2004年に教育理念を再構築した際は幅広い職業観を養い、実社会で活躍できる人材の育成を目指し、キャリア教育に一層注力することとして2006年に「企業探究学習」、2009年から高校3年間のキャリア体系教育「常翔キャリアアップチャレンジ」を開始。進路目標に合わせた5コースで「科学探究授業(ガリレオプラン)」、「企業探究学習」のどちらかに取り組んでいる。
「キャリア教育をきっかけに、人生について考え、勉強を始めた」という声を卒業生からよく聞く。
自己調整学習の3要素「動機づけ」「学習方略」「メタ認知」の中でも、キャリア教育は「将来やりたいことがある」といった内発的動機づけに効果的だ。長期的なやる気につながり、学校全体で勉強する生徒が増え、進学実績の向上につながったと考えている。
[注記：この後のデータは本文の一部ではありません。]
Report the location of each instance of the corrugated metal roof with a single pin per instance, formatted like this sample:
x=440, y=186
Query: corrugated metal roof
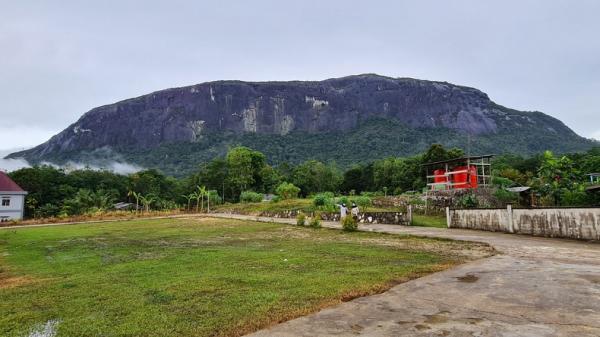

本校では2017年に生徒1人1台のiPadを導入しており、端末導入時から継続している教員への経年アンケートでは、多くがICT教育に肯定的だ。その理由として「生徒の学びのスタイルの広がり」「授業の効率化」「校務の効率化」を挙げている。授業スタイルは講義形式が減少しペア・グループワーク、アクティブラーニングを取り入れる教員が増え、探究やキャリア教育の充実にもつながっている。
端末導入当初は中高一貫の大規模校であることからICT担当者同士の連携が難しかった。そこで、2019年に教育イノベーションセンターを新設。ICT教育、キャリア教育、グローバル教育などの特色教育を取りまとめている。
年1回実施するICT公開研究授業は、専門家や他校の教員からフィードバックをもらうことで教員の授業全体のスキルの向上を図り、これからの教育について他校の教員と一緒に考えるよい機会となっている。
科学探究授業(ガリレオプラン)は1年生で研究の仕方を学び、2年生で自分の興味・関心に応じた9つのゼミで大学と連携した研究活動に取り組み、3年生で論文を作成。研究発表会では将来の進路の参考となるよう大学の研究者や企業人の講演会も実施している。
海外の学校とも連携。台湾の姉妹校とオンラインで交流し英語での研究発表会を実施している。台湾の生徒は英語力が高く、本校の生徒にとってよい刺激になっている。
修学旅行も再検討。目的を捉え直し、海外でホームステイをしながら現地の学校に通い、一緒に授業を受けたり、実験を行ったりと現地の高校生との研究交流を中心に活動。生徒の様子が劇的に変化したことで教員からも高評価を得ている。
1年生で実施する「企業探究学習」は実在の企業からのミッションを教材に、教室で企業のインターンシップを体験。チームで課題に取り組む。
2年生は「ヤングリーダーズプラン」として即興ディベートと模擬国連に挑戦。模擬国連は実際の国連と同様、生徒たちがいずれかの国の大使となって自国のことを研究しテーマに沿って案を出し合う。例えば、学校の食堂で提供するメニューをテーマに、食文化などを調べ、ロビー活動も行いながら、皆が賛同できる提案を練り上げていく。